Andare a lavoro in treno non mi crea fastidio; non mi da fastidio che solo nel ventennio fascista i treni arrivassero in orario; non mi da fastidio viaggiare con topi e scarafaggi ed insetti vari, infondo sono di compagnia e poi neppure loro vorrebbero star lì; non mi da fastidio il dover prendere un treno che è più lento solo di quelli che si vedono nei vecchi film western; non da fastidio neppure il calore soffocante che si viene a creare dopo qualche secondo di viaggio e neppure che i nostri biglietti non bastano per l’acquisto di un condizionatore ma sono sufficienti per sigillare ermeticamente ogni finestrino; non mi da fastidio di viaggiare in un spazio talmente angusto che persino un topo troverebbe stretto e neppure il dover essere pressato, spalle alla porta della toilette (che non funziona).Nessuna di queste cose mi reca fastidio, infondo dopo aver vissuto vent’anni e più come meridionale e per di più come napoletano sono abituato a come ben più gravi.

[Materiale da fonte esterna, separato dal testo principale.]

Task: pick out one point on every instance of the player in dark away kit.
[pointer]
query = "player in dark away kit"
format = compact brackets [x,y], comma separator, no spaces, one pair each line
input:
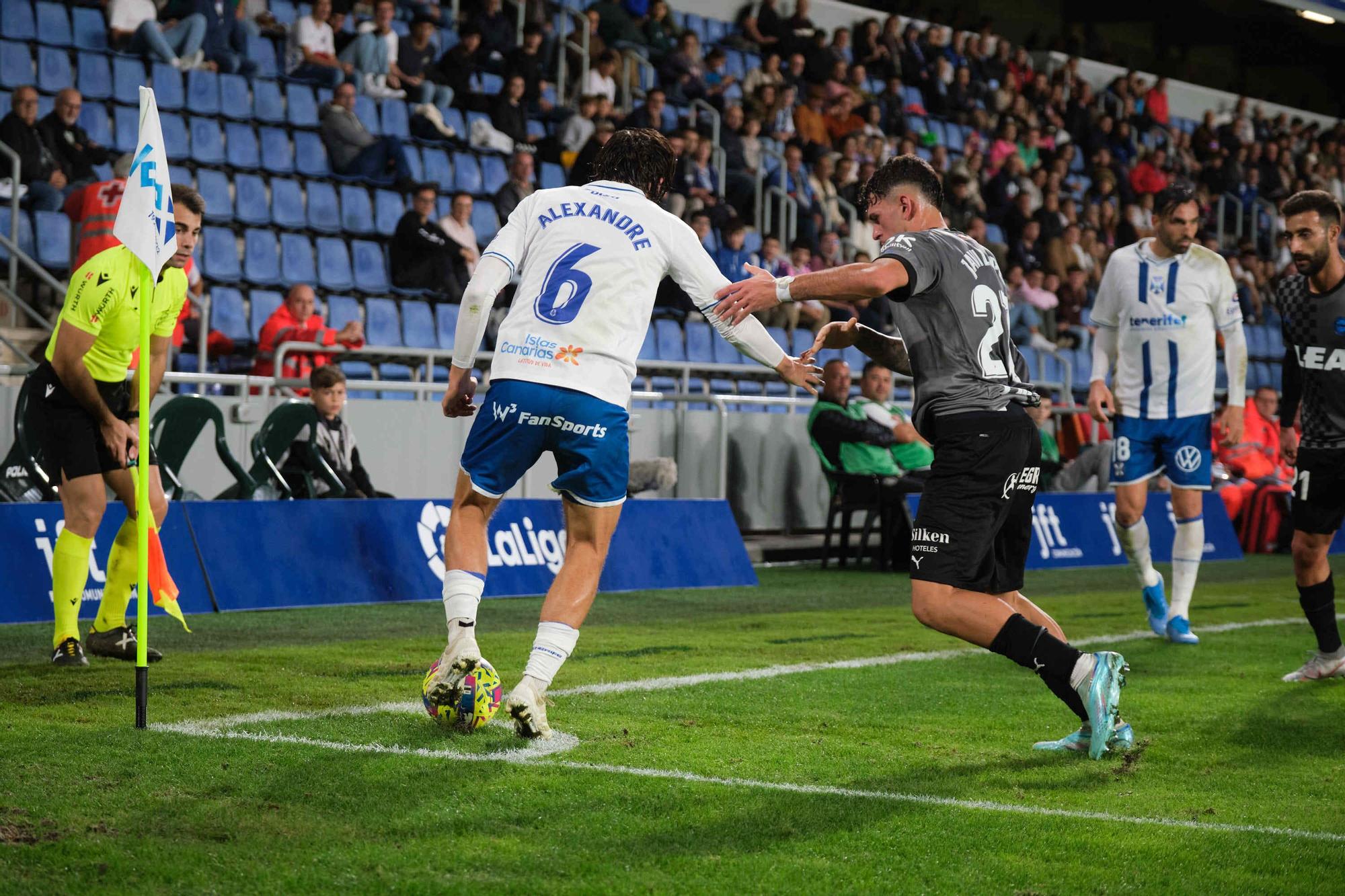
[1313,321]
[974,525]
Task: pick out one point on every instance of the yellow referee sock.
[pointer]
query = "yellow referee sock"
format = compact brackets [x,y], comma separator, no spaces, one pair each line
[69,573]
[122,579]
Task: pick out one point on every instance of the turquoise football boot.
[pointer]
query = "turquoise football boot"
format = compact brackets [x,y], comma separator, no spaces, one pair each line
[1122,739]
[1156,603]
[1101,693]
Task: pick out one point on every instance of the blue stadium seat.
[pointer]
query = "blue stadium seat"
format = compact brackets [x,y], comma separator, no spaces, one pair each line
[668,335]
[334,264]
[301,106]
[268,104]
[220,255]
[208,143]
[53,233]
[446,325]
[287,204]
[263,304]
[167,84]
[494,175]
[371,268]
[228,315]
[17,21]
[89,30]
[485,222]
[262,257]
[278,157]
[54,71]
[297,260]
[357,214]
[418,325]
[213,188]
[553,175]
[323,209]
[438,170]
[235,97]
[467,174]
[383,326]
[95,77]
[310,155]
[241,150]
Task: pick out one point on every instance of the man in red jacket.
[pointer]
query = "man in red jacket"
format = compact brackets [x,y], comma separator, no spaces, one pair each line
[297,322]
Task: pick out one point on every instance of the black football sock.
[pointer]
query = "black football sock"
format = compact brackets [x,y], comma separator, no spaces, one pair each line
[1034,647]
[1319,603]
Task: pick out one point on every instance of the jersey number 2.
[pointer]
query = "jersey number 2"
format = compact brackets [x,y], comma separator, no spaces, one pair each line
[566,287]
[985,302]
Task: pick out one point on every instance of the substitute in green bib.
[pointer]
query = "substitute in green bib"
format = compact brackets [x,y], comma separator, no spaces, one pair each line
[83,412]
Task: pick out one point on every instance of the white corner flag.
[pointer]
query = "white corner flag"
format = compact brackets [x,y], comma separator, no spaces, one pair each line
[147,228]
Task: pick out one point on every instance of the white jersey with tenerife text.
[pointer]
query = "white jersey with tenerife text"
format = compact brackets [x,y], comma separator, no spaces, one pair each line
[1167,313]
[591,260]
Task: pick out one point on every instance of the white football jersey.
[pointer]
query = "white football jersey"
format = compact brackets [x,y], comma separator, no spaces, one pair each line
[1167,311]
[591,260]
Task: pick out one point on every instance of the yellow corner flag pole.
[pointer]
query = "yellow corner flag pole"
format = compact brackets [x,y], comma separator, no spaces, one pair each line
[146,227]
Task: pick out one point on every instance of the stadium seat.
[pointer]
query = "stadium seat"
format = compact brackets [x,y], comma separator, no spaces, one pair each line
[262,257]
[278,157]
[208,143]
[334,264]
[418,325]
[388,212]
[89,30]
[93,79]
[297,260]
[241,150]
[54,71]
[357,216]
[219,255]
[213,188]
[310,155]
[301,106]
[369,267]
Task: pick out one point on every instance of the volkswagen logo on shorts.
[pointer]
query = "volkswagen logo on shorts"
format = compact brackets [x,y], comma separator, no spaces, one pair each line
[1188,458]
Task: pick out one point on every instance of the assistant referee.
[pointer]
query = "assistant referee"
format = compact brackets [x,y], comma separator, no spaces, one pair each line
[83,411]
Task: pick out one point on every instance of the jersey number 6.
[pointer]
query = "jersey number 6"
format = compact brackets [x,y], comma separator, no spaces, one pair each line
[566,287]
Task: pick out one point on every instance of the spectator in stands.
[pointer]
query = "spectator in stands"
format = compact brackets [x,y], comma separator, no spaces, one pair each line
[353,150]
[69,143]
[373,56]
[518,188]
[295,321]
[40,169]
[93,212]
[423,255]
[134,28]
[458,225]
[313,49]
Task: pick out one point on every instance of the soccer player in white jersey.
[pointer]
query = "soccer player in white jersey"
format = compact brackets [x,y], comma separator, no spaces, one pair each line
[1159,310]
[591,261]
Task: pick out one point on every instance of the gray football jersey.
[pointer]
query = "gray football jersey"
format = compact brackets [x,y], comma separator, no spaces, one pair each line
[954,317]
[1315,334]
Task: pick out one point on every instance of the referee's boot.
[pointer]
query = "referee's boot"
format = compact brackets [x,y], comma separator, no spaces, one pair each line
[119,643]
[69,653]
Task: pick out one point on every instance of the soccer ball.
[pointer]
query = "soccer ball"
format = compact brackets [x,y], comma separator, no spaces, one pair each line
[482,694]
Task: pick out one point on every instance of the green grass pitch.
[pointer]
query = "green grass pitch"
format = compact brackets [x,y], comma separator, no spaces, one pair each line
[909,774]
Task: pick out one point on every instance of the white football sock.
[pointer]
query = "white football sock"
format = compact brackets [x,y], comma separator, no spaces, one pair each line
[552,647]
[1188,548]
[462,595]
[1135,540]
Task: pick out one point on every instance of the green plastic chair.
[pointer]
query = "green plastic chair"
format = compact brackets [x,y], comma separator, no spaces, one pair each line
[278,435]
[176,430]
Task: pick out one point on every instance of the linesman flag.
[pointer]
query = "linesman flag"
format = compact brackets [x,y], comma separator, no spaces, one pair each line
[147,228]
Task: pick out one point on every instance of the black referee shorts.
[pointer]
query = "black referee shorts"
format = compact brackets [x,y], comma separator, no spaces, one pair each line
[69,435]
[974,525]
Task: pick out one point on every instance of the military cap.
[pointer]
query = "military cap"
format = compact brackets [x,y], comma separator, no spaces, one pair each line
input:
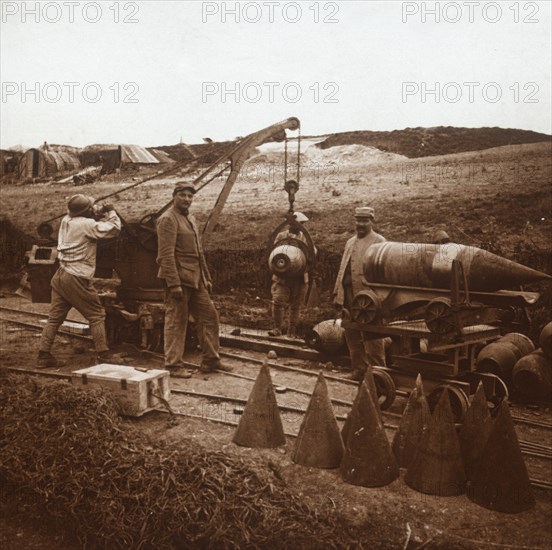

Una sola cosa trovo fastidiosa nel fare il pendolare (benché i miei natali siano sinonimo di espansività e di chiacchiericcio) trovo estremamente snervante tutte le ciarle che tuo malgrado devi sopportare per l’intera durata del viaggio. Dopo qualche minuto passato ad ascoltare le solite ciarlatane mi verrebbe voglia di afferrare una di quelle brave ed oneste donne (ma anche parecchi uomini, non voglio fare disparità sessuali) e affogarle con l’acqua del cesso… poi ricordo che sono rotti è mi deprimo. Allora preso dalla disperazione decido di tentare il suicidio gettandomi dal treno in corsa… ma una clamorosa testata mi rammenta che i finestrini sono impossibili da aprire. Oramai preda della depressione dello sconforto tento, per distrarmi, di intavolare una conversazione genuina con ratti e scarafaggi; ma non sono proprio “conversatori platonici”.Così tra lo squittire dei ratti rimasi lì seduto immobile certo oramai di non trovare salvezza alcuna, quando all’improvviso un soffio di vento mi colpi il viso: la mia fermata! Mi feci largo fra la gente tirando calci agli stinchi e gomitate agli sterni, scavando in quella massa di carne flacida che mi ostruiva la strada come un minatore peruviano e… finalmente la vedo, l’uscita è lì, ci sono quasi, eccola… ero quasi arrivato all’uscita di quel ventre malato quando un’ennesima testata mi fece capire che sarei sceso alla prossima.